Des enquêtes particulièrement chaotiques, voire contre-productives, sont à prévoir quand il s’agit de situations sanitaires et épidémiologiques complexes comme celles qui semblent émerger actuellement, tel le foyer dû à E. coli O104:H4.
(1) Les difficultés de l’investigation du foyer dû à E. coli O104 : H4 font l’objet de l’article “Foyer à E. coli O104 : H4, un cumul de circonstances aggravantes”, du même auteur, dans ce numéro.
→ Au cours de la phase sanitaire, la déclaration fait suite à l’observation d’une atteinte d’une collectivité. En France, les toxi-infections alimentaires collectives sont des maladies à déclaration obligatoire, sur la base de la définition donnée dans la brochure 1487 du Journal officiel : « Apparition d’au moins deux cas groupés similaires d’une symptomatologie, en général gastro-intestinale, dont on peut rapporter la cause à une même origine alimentaire. » La déclaration est requise pour toute personne qui en a connaissance, mais plus particulièrement pour les responsables d’établissement où le repas suspect a pu être pris en commun. Les cas graves, tels les syndromes hémolytiques et urémiques, sont systématiquement signalés par les hôpitaux, sans attendre une augmentation du nombre de cas, qui risquerait d’être trop tardive. La déclaration s’effectue auprès des services officiels : les directions départementales interministérielles (DDI, ex-DDSV et ex-DDCCRF) et les agences régionales de santé (ARS, ex-DDASS) en France.
→ Une investigation clinique descriptive s’ensuit, destinée à décrire le foyer sur le plan médical (tableaux cliniques relevés sur une fiche par cas interrogé) et à identifier une souche clinique commune (souvent par prélèvements de selles diarrhéiques).
→ Puis vient l’investigation épidémiologique, avec le relevé des données relatives à la consommation (des malades et des témoins ou des non-malades : type, lieux). Des outils statistiques permettent d’en déduire le ou les aliments suspects (voir infra “Procédure probatoire”).

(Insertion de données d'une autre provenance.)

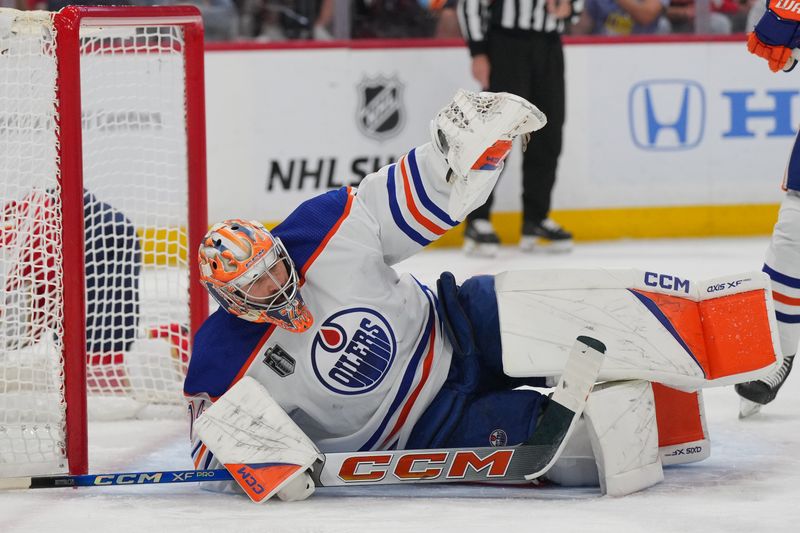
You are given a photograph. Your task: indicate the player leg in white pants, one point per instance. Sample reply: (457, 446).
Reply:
(782, 264)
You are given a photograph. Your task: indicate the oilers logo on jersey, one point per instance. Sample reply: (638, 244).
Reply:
(353, 351)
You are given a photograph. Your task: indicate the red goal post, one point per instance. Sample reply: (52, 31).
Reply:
(103, 203)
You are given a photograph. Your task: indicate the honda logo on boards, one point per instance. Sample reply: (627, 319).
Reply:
(667, 115)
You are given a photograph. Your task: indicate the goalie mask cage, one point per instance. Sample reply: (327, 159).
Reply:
(102, 202)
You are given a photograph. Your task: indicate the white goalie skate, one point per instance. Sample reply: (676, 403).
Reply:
(474, 133)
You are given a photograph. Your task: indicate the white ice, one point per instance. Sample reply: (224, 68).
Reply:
(750, 484)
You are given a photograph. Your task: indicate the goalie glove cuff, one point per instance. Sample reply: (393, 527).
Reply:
(773, 30)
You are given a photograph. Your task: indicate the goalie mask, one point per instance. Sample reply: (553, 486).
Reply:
(249, 273)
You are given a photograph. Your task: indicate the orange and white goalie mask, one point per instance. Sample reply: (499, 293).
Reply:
(249, 273)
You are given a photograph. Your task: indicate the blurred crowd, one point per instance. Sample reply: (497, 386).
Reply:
(281, 20)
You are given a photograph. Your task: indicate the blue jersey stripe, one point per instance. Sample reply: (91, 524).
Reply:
(423, 196)
(407, 381)
(397, 214)
(307, 226)
(783, 279)
(208, 460)
(651, 305)
(221, 347)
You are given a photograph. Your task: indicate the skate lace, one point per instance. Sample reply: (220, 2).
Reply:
(550, 225)
(777, 378)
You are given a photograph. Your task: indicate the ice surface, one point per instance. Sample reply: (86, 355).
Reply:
(750, 484)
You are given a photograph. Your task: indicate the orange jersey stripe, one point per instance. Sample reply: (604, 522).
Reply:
(419, 217)
(200, 453)
(426, 370)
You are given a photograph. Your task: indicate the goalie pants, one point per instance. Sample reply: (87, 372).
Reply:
(531, 64)
(477, 405)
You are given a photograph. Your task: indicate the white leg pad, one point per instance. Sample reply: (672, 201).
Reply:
(576, 466)
(657, 327)
(621, 421)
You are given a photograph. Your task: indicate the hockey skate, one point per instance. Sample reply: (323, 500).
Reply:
(756, 394)
(546, 236)
(474, 133)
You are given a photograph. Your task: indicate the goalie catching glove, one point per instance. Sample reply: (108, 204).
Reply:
(474, 133)
(776, 34)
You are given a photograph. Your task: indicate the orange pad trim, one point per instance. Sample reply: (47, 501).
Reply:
(677, 416)
(259, 480)
(728, 335)
(737, 332)
(786, 9)
(684, 317)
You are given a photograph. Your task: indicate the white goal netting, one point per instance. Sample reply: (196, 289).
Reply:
(135, 189)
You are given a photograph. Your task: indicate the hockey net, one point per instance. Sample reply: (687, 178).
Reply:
(102, 187)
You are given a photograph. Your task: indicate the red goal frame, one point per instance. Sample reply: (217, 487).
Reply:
(68, 23)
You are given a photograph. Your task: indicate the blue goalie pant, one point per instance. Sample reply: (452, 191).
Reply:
(478, 405)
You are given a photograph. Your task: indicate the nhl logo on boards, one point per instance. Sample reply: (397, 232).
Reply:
(353, 351)
(498, 437)
(380, 114)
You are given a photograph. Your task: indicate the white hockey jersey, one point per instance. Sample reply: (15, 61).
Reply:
(376, 355)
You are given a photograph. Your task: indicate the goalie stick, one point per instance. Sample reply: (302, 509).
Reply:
(527, 461)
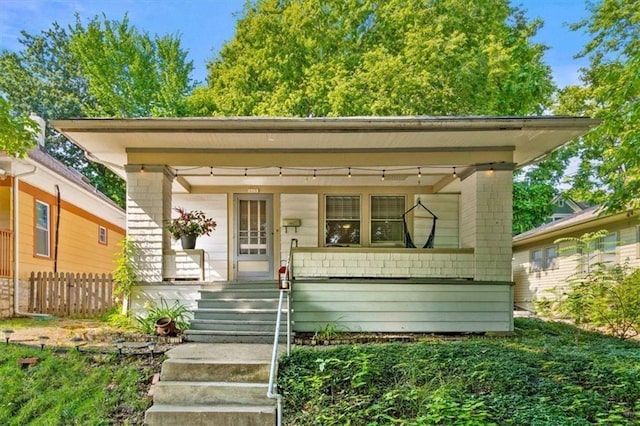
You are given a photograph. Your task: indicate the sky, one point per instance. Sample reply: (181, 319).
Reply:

→ Au cours de l’investigation alimentaire, le ou les produits suspects font l’objet de prélèvements, pour y détecter un agent microbien (forme végétative ou toxine).
→ L’investigation hygiénique finale correspond à l’inspection des composants de la chaîne alimentaire.
Tous les nouveaux cas en amont de la médiane de la courbe sont directement reportés sur la courbe de la durée d’observation. La durée médiane d’incubation est considérée comme égale à la durée d’observation de tous les cas (ou x2 – x1). Elle permet de définir un repas pris en commun suspect, dont le menu est relevé pour servir de base au questionnaire de consommation.
D’après JORF, 1987.
Dans sa formule la plus simplifiée, l’odds ratio est le rapport des produits des paires concordantes (a et d) sur le produit des paires discordantes (b et c), soit a × d/b × c. Les odds ratios statistiquement significatifs présentent des valeurs supérieures à 4, voire de 2 à 4 (il convient d’avoir davantage de paires concordantes que de paires discordantes), et aussi un intervalle de confiance étroit.